- Foscot Location within Oxfordshire
- OS grid reference: SP2421
- Civil parish: Idbury;
- District: West Oxfordshire;
- Shire county: Oxfordshire;
- Region: South East;
- Country: England
- Sovereign state: United Kingdom
- Post town: Chipping Norton
- Postcode district: OX7
- Police: Thames Valley
- Fire: Oxfordshire
- Ambulance: South Central
- UK Parliament: Witney;

= Foscot, Oxfordshire =

Hamlet in Oxfordshire, England

Foscot is a hamlet in the Cotswolds in the Evenlode valley. It falls within Idbury civil parish, in the West Oxfordshire District, about 5 mi southeast of Stow-on-the-Wold in neighbouring Gloucestershire, and 1.7 mi from Kingham. It is in a designated Area of Outstanding Natural Beauty.
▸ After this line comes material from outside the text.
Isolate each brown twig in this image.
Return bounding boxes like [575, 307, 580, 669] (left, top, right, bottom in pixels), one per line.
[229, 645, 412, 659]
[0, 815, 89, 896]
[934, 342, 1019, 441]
Foscot is in the ecclesiastical parish of St Leonard, Bledington and is socially integrated with the adjacent Bledington village. The major landowner is Loudham Estates, based at Foxcote Farm. Foxholes, a woodland nature reserve sloping down to the River Evenlode with year-round colour and wildlife interest, is adjacent to Foscot. It is noted for its spring bluebells and abundant bat and bird life and is managed by the Berkshire, Buckinghamshire and Oxfordshire Wildlife Trust.